In 1944, what became known as ``The Great Escape'' took place when 76 Allied prisoners escaped from a German prisoner-of-war camp through a man-made tunnel. Only three of the escapees made it home -- 50 were captured and murdered and 23 were returned to prison camps. The story inspired the 1963 movie starring Steve McQueen.

In 1944, in occupied Rome, the Nazis executed more than 300 civilians in reprisal for an attack by Italian partisans the day before that had killed 32 German soldiers.

In 1945, Canadian troops began the liberation of the Netherlands during the Second World War. Corporal Fred Topham won the Victoria Cross for bravery as Canadian paratroopers and air support joined in the Allies' crossing of the Rhine River.

In 1949, ``Hamlet'' was named best picture at the Academy Awards. Its star, Laurence Olivier, won the best actor award.

In 1955, the Tennessee Williams play ``Cat on a Hot Tin Roof'' opened on Broadway.

In 1964, Prince Edward Island adopted its flag. The flag design is that of the coat of arms granted to the province in 1905, displaying an island and a great British oak tree centered, with its symbolic descendants to the immediate left. All are protected by the gold British Lion above.

In 1975, the beaver became Canada's official symbol.

In 1976, British Field Marshall Viscount Montgomery died at 88. His most famous victory -- the 1942 defeat of Germany's Afrika Korps under General Erwin Rommel -- is considered a turning point in the Second World War.

In 1980, Roman Catholic Archbishop Oscar Romero, a vocal opponent of the military in El Salvador, was assassinated while saying mass in the cathedral in the capital, San Salvador. Several men, believed to be part of a death squad, were arrested for the murder but were later released.

In 1989, the worst oil spill in U-S history occurred as the supertanker ``Exxon Valdez'' (val-DEEZ') ran aground in Alaska's Prince William Sound and began leaking 41- (m) million litres of crude.

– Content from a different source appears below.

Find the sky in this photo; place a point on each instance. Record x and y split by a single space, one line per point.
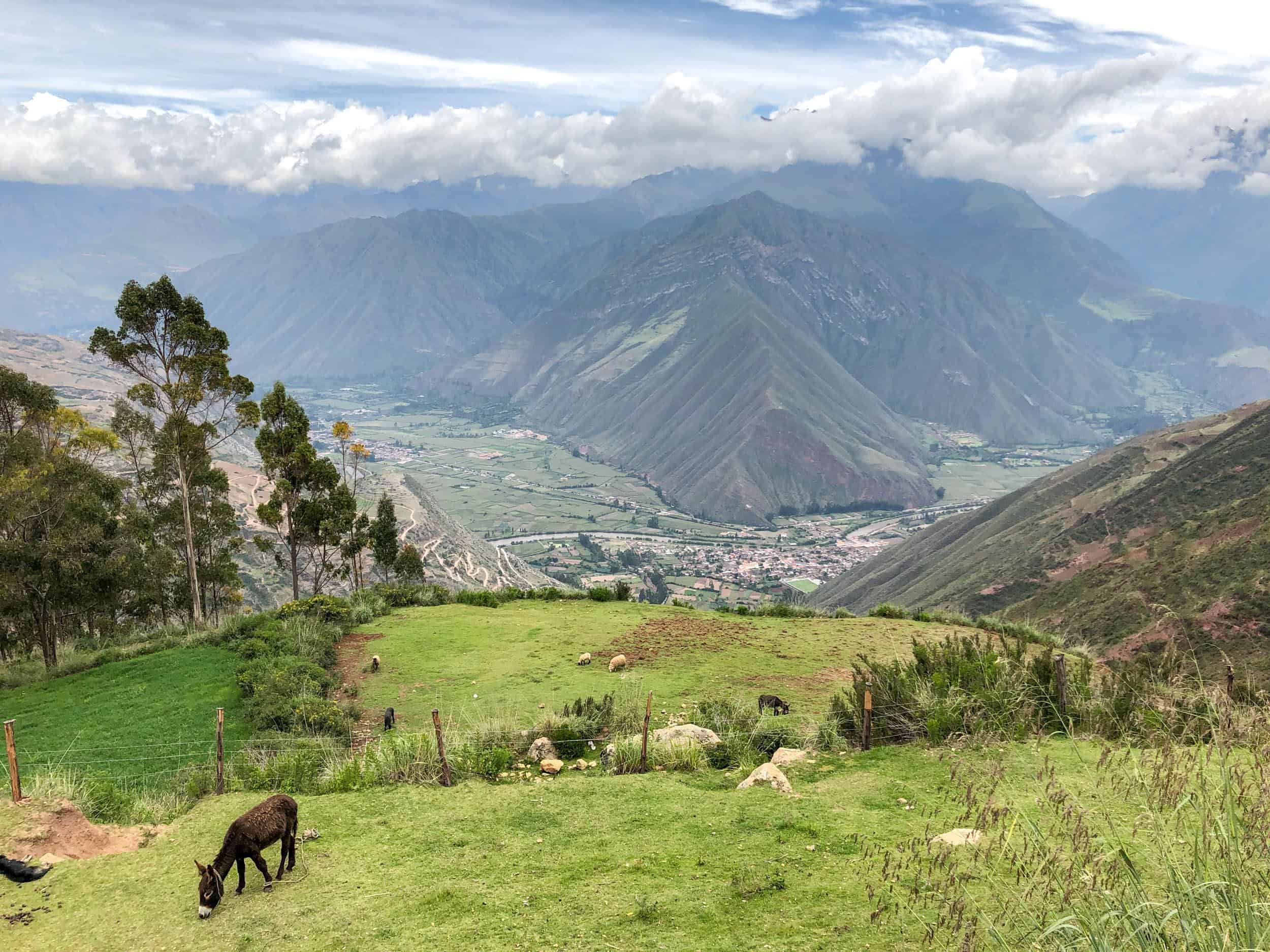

In 1993, a jury in Los Angeles decided actress Kim Basinger was guilty of backing out of a verbal agreement to star in the movie ``Boxing Helena.'' In 1999, NATO planes began three months of bombing the Serbian province of Kosovo in a successful effort to force Serbian troops to withdraw. It marked the first time in its 50-year existence that NATO had ever attacked a sovereign country.

In 2002, Halle Berry won the best actress Oscar, Denzel Washington best actor, while ``A Beautiful Mind'' was named best picture. It was the first time black actors had taken both top acting awards. Before that night, Sidney Poitier was the only African-American actor to have won an Oscar in a lead role.

In 2004, the European Union declared Microsoft Corp. guilty of abusing its ``near monopoly'' with Windows to foil competitors in other markets and hit the software giant with a record fine of $613 (m) million.

In 2004, Hamilton Liberal M-P-P Dominic Agostino died of cancer at the age of 43.

In 2005, Kyrgyzstan President Askar Akayev's government collapsed after opposition protesters took over the presidential compound and government offices.

In 2008, Bhutan, the small Himalayan country, became the world's newest democracy when voters cast ballots in the nation's first parliamentary elections, ending more than a century of absolute monarchy.

In 2008, Haydn Llewellyn Davies, a Welsh-born Canadian artist whose large wood and steel sculptures stand outside public buildings in several Canadian cities, died in Toronto at age 86. His work is also displayed in more than two dozen permanent collections, including the National Museum of Wales, the Victoria and Albert Museum in London and Rome's National Gallery of Modern and Contemporary Art.

In 2009, France announced it would compensate 150,000 victims of nuclear testing carried out in the 1960s in French Polynesia and Algeria.